Monday, August 08, 2005

Things are not going so well in Iraq for U.S. forces

In two vicious attacks last week, Iraqi insurgents killed 20 U.S. Marines in what President Bush called "a grim reminder" of the increasingly lethal tactics faced by American troops in Iraq.

[...]

Monday's ambush of six Marine snipers raised questions more troubling still. How, for instance, did a crack team of elite fighters on a covert mission wind up surrounded and unable to defend themselves long enough to summon help?

"They're awfully good, and the fact that a whole bunch of them were killed at once really could portend some bad things in terms of how the insurgents got the information they had," said Steven Metz, chairman of regional strategy with the U.S. Army War College in Carlisle, Pa. "Is this a signal that they have some sort of inside information, or was it just pure happenstance?"

By week's end, there were more such questions than answers coming from the U.S. military, which has repeatedly acknowledged it has limited information on the size and capabilities of the Iraqi insurgency.

[...]

It was only last spring that the administration was suggesting that U.S. forces had gained the upper hand on an insurgency that Vice President Dick Cheney said in May was "in the last throes" of its existence. Even as he spoke, though, insurgents were conducting, on average, 70 attacks a day nationwide, a rate that remained remarkably constant throughout May, June and July.

  Military.com article

And the logical conculsion...
[S]ome American Generals see last week's U.S. losses as a tragic consequence of success because the killings took place in what they believe is the diminishing territory in which insurgents still enjoy the freedom to operate with some freedom.

[...]

"This is not an expanding insurgency," U.S. Air Force Gen. Donald Alston said in Baghdad last week. "What we're seeing is probably the opposite."

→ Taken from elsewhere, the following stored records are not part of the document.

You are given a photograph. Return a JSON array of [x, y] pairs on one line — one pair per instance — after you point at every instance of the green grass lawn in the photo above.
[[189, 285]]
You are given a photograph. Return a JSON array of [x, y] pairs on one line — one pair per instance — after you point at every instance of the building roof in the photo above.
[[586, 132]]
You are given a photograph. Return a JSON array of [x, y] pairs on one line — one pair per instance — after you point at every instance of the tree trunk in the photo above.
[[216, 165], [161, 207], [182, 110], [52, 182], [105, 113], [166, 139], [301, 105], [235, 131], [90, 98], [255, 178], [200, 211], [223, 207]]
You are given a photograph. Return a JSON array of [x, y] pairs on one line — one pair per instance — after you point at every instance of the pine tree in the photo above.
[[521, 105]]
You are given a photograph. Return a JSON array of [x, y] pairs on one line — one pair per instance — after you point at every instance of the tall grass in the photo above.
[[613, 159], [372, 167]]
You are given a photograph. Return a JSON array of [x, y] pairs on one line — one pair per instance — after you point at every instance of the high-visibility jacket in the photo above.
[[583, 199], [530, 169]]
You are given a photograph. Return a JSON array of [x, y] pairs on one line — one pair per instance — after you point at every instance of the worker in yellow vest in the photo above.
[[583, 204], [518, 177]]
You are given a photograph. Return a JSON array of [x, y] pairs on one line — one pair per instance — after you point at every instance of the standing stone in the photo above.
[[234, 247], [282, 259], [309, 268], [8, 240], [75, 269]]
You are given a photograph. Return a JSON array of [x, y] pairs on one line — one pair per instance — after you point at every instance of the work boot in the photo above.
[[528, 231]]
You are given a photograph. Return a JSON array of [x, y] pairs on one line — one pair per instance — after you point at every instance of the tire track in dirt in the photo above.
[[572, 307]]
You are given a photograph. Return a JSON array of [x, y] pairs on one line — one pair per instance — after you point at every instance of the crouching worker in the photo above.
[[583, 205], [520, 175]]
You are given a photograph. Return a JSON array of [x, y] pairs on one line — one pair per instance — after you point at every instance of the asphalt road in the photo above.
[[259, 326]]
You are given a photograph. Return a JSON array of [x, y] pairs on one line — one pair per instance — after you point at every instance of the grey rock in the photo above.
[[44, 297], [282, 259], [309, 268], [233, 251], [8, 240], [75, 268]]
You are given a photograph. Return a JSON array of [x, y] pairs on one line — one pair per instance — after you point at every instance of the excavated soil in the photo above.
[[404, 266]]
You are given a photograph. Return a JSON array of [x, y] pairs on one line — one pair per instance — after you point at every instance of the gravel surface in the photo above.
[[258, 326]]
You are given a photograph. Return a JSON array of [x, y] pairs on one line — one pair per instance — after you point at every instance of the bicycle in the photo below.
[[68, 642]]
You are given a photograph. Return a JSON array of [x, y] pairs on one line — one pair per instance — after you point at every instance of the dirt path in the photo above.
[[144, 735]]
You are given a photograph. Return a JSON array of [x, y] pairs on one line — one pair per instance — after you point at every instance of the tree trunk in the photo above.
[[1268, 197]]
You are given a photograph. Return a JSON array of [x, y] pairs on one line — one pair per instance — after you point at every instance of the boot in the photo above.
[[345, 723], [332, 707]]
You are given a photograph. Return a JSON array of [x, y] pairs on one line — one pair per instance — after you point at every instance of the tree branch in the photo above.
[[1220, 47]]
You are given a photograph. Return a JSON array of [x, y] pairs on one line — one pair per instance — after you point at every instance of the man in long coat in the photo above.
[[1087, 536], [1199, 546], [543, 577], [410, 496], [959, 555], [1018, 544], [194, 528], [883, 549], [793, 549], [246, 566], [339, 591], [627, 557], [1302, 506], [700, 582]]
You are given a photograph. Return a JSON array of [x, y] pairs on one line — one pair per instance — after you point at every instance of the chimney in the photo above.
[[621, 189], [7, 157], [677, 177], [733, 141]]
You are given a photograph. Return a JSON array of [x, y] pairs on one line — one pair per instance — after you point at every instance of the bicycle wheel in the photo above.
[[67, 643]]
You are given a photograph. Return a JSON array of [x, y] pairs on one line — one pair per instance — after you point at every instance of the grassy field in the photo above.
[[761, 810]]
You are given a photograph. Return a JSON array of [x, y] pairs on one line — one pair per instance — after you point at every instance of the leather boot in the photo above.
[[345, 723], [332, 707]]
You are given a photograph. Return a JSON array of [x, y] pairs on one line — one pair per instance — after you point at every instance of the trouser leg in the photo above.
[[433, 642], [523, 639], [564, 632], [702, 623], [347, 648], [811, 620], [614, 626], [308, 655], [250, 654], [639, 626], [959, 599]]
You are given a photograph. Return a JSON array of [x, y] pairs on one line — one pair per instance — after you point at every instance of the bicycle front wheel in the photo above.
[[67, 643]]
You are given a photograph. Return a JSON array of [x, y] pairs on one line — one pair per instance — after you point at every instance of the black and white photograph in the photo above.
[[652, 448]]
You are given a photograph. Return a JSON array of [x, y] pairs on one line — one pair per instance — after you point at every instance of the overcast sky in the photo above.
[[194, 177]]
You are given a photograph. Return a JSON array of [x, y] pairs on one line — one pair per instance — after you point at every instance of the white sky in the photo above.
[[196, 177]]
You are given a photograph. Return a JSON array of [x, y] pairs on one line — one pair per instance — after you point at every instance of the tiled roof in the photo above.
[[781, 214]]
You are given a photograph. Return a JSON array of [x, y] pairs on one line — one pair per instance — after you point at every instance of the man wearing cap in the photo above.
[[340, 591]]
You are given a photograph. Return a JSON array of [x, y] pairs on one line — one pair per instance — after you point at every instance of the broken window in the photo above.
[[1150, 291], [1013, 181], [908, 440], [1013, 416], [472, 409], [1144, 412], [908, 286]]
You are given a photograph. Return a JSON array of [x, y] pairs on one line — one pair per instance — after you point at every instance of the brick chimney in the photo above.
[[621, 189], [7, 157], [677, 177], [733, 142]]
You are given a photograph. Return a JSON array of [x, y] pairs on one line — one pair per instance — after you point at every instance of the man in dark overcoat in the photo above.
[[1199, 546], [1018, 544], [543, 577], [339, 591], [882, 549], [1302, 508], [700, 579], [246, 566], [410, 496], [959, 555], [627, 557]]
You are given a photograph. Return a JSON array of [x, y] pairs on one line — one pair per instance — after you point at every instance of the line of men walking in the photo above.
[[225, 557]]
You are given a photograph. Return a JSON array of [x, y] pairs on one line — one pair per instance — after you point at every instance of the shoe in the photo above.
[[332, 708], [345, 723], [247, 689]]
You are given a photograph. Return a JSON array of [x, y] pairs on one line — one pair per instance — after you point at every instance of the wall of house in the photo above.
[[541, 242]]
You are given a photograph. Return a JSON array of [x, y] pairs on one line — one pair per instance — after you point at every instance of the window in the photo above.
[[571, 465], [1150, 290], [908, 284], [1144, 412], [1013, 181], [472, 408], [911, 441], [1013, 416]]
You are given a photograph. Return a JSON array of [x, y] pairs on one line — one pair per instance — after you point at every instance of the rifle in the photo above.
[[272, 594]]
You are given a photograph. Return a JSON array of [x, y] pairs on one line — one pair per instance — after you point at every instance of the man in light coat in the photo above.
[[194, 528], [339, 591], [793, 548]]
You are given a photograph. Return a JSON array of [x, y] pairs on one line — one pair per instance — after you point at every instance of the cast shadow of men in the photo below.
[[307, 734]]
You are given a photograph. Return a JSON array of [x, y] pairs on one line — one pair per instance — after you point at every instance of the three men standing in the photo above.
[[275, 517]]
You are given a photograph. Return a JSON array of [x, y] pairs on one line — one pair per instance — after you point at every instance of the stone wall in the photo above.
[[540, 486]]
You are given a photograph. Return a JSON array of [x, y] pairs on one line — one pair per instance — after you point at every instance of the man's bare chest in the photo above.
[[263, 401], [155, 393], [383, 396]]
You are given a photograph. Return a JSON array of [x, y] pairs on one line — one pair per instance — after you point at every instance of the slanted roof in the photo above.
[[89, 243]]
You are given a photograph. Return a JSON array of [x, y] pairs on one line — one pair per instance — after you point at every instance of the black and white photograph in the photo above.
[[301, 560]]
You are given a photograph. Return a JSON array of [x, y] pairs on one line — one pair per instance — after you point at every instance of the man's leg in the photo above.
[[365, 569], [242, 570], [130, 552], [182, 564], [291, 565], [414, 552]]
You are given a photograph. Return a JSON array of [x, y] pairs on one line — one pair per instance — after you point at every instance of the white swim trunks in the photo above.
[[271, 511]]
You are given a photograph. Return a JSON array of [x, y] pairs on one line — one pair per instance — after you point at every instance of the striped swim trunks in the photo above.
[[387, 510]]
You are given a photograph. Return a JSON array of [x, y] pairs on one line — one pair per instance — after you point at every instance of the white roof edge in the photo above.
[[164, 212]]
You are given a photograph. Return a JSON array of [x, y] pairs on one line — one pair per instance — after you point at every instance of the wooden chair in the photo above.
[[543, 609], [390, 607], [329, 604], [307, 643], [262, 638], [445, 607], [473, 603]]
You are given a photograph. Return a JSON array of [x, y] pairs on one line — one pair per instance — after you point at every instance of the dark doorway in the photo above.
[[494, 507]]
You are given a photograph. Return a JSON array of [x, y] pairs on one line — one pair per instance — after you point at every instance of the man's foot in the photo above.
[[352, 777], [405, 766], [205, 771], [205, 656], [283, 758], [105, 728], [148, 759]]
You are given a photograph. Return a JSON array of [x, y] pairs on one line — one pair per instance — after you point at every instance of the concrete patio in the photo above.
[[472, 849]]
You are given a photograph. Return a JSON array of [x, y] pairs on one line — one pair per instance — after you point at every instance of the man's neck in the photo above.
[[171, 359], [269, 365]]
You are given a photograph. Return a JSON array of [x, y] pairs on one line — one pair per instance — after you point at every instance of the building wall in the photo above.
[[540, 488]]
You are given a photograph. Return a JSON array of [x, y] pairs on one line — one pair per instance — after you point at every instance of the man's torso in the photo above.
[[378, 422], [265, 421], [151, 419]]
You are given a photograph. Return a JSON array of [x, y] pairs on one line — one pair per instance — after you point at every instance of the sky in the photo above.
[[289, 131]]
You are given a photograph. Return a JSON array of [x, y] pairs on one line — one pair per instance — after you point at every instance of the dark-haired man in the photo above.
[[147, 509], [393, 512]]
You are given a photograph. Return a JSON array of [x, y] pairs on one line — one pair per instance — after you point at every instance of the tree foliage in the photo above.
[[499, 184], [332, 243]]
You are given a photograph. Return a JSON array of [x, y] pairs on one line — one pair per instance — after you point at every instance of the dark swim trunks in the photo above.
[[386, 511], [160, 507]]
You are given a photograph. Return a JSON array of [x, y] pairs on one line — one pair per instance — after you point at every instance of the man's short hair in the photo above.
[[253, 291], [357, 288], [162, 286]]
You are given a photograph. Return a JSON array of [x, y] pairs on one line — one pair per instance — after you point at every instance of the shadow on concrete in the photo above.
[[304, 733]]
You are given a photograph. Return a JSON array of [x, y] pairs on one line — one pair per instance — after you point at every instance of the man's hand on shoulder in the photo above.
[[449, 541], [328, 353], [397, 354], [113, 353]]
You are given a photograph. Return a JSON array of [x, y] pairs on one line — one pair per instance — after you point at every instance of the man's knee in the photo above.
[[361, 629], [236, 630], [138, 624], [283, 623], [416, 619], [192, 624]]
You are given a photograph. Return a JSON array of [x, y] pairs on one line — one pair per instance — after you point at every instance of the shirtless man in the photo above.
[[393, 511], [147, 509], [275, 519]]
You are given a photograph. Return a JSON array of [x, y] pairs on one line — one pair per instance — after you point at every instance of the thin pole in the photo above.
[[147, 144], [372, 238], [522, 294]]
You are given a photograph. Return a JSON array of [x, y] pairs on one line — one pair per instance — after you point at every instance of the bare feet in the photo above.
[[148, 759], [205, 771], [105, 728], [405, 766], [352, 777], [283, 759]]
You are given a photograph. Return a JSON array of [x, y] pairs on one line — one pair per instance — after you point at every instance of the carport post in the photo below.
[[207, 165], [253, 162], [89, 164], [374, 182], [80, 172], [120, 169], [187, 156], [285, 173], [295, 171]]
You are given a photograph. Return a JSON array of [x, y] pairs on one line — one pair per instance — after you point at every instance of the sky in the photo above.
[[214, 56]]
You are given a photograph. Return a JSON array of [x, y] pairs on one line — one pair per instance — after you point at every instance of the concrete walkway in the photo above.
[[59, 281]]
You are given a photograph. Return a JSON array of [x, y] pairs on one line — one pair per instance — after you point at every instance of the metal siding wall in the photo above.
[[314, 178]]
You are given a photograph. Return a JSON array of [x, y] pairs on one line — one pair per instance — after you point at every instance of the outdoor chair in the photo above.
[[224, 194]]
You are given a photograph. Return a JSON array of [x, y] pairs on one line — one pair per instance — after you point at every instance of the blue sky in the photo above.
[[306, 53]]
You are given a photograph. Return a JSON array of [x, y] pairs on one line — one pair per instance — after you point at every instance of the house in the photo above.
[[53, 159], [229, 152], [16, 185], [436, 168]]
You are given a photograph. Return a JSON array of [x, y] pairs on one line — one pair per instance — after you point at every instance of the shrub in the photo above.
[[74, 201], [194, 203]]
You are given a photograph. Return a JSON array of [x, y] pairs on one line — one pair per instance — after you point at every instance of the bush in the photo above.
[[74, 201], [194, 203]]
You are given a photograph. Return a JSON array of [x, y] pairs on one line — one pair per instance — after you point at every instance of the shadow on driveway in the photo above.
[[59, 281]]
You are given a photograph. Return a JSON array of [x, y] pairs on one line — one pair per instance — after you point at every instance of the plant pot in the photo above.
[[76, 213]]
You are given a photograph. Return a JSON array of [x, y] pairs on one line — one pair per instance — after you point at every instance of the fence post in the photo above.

A contracting insurgency, like electrons squeezed through a wire, gives off heat, I suppose.
One reason the insurgency has grown so intractable, analysts say, is that Iraq, like Lebanon and the Palestinian territories before it, has developed a home-grown terrorist culture where little if any had existed before the war.

"Two years ago, the Iraqis did not know how to mount insurgent or terrorist operations and were heavily dependent on foreign jihadists to show them how to do things, how to make bombs, how to set up IEDs [improvised explosive devices, better known as roadside bombs], how to set up operational plans and do everything else for themselves," said Kenneth Pollack, an Iraq and military expert with the Brookings Institution, a Washington think tank.

"Today they have internalized most of those lessons," Pollack told the Senate Foreign Relations Committee last month, "and they are increasingly less dependent on foreigners for the know-how."
Update 1:30 pm: WIIIAI comments:
Duncan Hunter, the idiot who is chair of the House Armed Services Committee, is preparing the way for declaring victory and going home by defining success downwards even as he shows he is not cut out to be realtor: “There are always going to be insurgents in Iraq ... and there’s always going to be bombs going off and that’s the nature of that neighborhood.” Makes it sound like crabgrass.